VALORES DE REFERENCIA 0.5-2.0 U/L
Este intervalo representa el 95% de confianza de 40 especímenes obtenidos de una
población masculina normal. No existen diferencias aparentes entre hombres y mujeres
indicando que la diferencia de fosfatasa ácida en sueros normales parece ser de origen no
prostático. (4,6) Trece individuos con diagnóstico de carcinoma prostático bien
establecido presentaron valores de fosfatasa ácida de 2.37-36.5U/L.
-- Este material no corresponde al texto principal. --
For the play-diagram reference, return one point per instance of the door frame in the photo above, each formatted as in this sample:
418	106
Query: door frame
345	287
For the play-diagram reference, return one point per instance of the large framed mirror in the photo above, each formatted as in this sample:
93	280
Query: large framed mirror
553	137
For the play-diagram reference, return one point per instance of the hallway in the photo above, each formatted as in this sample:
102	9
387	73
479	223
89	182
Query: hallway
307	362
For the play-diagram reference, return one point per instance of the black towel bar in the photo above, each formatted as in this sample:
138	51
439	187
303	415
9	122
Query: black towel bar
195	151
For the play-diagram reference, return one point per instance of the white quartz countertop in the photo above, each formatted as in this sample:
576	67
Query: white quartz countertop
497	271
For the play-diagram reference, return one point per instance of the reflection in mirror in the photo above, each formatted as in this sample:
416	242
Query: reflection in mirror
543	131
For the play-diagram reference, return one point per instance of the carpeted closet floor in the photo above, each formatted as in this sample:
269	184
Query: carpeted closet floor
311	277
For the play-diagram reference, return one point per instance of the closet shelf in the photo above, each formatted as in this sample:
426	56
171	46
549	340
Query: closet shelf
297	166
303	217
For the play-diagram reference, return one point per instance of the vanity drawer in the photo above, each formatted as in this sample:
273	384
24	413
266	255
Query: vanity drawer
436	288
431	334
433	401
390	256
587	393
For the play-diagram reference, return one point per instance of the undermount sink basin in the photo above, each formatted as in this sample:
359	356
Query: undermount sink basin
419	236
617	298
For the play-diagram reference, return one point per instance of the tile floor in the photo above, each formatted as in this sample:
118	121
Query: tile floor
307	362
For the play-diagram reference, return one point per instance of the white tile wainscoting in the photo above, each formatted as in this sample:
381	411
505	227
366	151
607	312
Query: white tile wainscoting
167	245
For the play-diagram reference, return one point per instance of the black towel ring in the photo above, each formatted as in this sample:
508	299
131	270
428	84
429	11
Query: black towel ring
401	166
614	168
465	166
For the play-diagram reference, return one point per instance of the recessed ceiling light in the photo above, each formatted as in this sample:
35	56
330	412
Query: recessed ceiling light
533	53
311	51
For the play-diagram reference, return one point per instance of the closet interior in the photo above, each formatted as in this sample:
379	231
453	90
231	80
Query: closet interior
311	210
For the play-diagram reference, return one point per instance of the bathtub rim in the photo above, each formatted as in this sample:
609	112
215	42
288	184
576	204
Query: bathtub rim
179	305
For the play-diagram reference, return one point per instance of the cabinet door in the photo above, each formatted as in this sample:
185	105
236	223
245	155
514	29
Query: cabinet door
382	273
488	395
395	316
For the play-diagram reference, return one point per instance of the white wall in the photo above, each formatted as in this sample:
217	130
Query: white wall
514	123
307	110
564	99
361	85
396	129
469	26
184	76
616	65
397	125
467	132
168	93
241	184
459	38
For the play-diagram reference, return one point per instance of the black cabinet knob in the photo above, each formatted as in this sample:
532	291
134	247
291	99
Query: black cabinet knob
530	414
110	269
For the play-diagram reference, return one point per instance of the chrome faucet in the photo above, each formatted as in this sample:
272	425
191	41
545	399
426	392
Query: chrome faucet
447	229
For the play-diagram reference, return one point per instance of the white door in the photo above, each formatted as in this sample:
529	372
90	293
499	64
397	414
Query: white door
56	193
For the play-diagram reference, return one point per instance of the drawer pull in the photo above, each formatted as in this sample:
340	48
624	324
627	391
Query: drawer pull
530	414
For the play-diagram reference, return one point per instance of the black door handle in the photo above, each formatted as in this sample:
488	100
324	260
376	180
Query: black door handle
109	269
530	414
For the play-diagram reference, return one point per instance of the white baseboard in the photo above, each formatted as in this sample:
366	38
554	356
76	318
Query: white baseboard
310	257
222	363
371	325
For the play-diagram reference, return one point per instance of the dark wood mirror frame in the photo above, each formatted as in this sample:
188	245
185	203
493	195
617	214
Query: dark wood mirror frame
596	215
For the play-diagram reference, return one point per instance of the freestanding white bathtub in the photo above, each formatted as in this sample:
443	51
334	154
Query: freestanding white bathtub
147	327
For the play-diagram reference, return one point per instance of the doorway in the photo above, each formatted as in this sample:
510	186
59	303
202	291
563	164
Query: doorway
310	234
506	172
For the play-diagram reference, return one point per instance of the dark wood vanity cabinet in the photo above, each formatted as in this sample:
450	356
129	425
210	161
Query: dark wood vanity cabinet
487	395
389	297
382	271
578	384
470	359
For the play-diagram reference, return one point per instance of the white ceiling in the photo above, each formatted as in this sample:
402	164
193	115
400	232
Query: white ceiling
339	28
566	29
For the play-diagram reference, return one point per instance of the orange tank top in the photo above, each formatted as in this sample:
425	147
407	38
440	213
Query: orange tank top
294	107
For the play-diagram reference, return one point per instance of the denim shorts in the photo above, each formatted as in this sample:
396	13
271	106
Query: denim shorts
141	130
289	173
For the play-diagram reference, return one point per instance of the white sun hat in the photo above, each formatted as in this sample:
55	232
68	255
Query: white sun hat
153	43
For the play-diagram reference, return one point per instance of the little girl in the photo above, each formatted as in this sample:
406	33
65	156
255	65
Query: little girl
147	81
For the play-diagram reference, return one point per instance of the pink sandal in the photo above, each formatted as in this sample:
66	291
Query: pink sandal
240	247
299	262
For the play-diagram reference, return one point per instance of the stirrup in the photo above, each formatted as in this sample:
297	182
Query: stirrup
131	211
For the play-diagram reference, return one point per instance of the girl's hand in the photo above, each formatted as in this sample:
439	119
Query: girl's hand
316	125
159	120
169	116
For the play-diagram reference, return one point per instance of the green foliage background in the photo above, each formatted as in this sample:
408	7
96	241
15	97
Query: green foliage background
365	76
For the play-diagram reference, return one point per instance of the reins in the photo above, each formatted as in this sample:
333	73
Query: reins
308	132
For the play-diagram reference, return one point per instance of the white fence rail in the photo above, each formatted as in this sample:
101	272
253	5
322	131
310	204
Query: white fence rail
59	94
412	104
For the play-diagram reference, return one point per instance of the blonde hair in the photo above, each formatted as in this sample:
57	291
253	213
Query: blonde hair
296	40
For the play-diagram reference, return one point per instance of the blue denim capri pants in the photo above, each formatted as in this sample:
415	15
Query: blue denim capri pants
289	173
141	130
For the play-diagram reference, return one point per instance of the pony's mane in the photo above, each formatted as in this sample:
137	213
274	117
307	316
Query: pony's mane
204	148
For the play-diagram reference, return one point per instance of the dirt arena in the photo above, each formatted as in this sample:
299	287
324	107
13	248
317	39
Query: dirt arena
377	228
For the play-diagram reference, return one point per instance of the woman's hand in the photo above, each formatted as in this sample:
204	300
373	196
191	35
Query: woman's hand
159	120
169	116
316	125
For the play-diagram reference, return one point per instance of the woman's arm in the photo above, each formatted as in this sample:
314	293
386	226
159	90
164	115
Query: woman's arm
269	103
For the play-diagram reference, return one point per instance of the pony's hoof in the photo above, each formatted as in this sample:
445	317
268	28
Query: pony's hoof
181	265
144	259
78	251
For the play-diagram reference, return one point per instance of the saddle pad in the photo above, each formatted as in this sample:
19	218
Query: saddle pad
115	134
CARACTERISTICAS DE REALIZACION
PRECISION:
Dentro del ensayo; Sueros normales y anormales de control fueron ensayados 20 veces
para establecer la precisión dentro del ensayo.
MEDIA / DESV.STD. / CV%
NORMAL 1.43 / 0.03 / 0.1
ANORMAL 6.70 / 0.07 / 1.1
De ensayo a ensayo: Sueros controles normales y anormales fueron ensayados durante 10
días de trabajo para establecer la precisión de ensayo a ensayo.
NORMAL 1.41 / 0.06 / 4.3
ANORMAL 6.50 / 0.15 / 2.3
ESPECIFICIDAD:
El monofosfato sódico de timolftaleína ha demostrado un alto grado de especificidad
para la fosfatasa ácida prostática y reacciona en mucho menor grado con las fosfatasas
ácidas eritrocitarias y plaquetarias. (7). Este procedimiento demostró un 99% de
correlación cuando se comparó con otro método comercial ampliamente distribuido que
también usa el monofosfato sódico de timolftaleína como sustrato
SENSIBILIDAD:
Este método tiene una sensibilidad de 0.02 U/L por 0.001 unidades de absorbancia.
REFERENCIAS
1. Tietz, N.W., Fundamentals of Clinical Chemistry, 2nd ed. W.B. Saunders Co., Philadelphia, 1986 p. 752
2. Roy. A.V., Brower, M.E., y Hayden, J.E., Clin. Chem. 17,1093 (1071).
3. Ladenson, J.H., y McDonald, J.M., Clin. Chem. 24, 129 (1978).
4. Ewen, L.M., y Spitzer, R.W., Clin. Chem., 22, 627 (1976).
5. Young, D.S., Pestaner, L.C., y Gibgberman, V., Clin. Chem. 21, 241D (1975)
6. Li,C.Y., Chuda, R.A., Lam, W.K.W., y Yam, L.T., J. Lab. Clin. Med. 82, 446 (1973)
7 Foti, A.G., Herschman, H., y Cooper, J.F., Clin.Chem. 23, 95 (1977).